L'un est socialiste et président de la Commission des Lois à l'Assemblée nationale. L'autre était encarté à l'UMP avant de prendre ses distances. Dominique Raimbourg et Stéphane Jacquot ont fait plume commune pour parler des prisons françaises.

Dominique Raimbourg et Stéphane Jacquot

 Fin 2015 sortait Prison, le choix de la raison*, le livre de Dominique Raimbourg et Stéphane Jacquot. Les deux hommes - l'un député socialiste, l'autre ancien secrétaire national de l'UMP - entendent penser la prison et dépasser l'éternel clivage droite-gauche sur ce dossier.
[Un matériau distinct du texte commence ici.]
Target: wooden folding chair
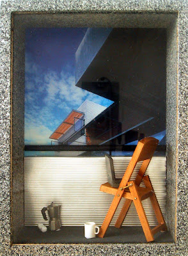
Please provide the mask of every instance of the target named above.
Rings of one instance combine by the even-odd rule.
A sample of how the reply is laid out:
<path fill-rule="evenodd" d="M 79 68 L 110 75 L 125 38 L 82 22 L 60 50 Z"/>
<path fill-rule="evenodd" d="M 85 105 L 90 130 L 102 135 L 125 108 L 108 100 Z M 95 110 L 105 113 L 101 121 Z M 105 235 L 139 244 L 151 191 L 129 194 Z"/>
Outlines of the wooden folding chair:
<path fill-rule="evenodd" d="M 159 231 L 167 230 L 159 203 L 148 175 L 144 176 L 151 161 L 159 140 L 152 137 L 145 138 L 138 142 L 131 160 L 118 188 L 113 188 L 109 183 L 101 185 L 100 190 L 114 195 L 102 225 L 98 237 L 103 237 L 118 207 L 121 197 L 126 198 L 115 227 L 120 228 L 127 215 L 132 202 L 134 202 L 146 239 L 148 242 L 154 240 L 153 235 Z M 135 180 L 129 181 L 137 163 L 143 161 Z M 140 187 L 143 180 L 146 188 Z M 141 201 L 150 197 L 159 225 L 151 229 Z"/>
Dans une tribune parue en janvier dans le JDD, ils disaient vouloir "sauver un mécanisme pénal à bout de souffle, sur lequel plane la menace d'une politique ultrasécuritaire". Nous les avons rencontré jeudi dernier à l'Assemblée nationale, dans le bureau de Dominique Raimbourg, devenu président de la Commission des Lois suite à l'entrée au gouvernement de Jean-Jacques Urvoas, successeur de Christiane Taubira à la Justice. Ils reviennent sur la genèse de cet ouvrage et détaillent quelques-unes de leurs propositions.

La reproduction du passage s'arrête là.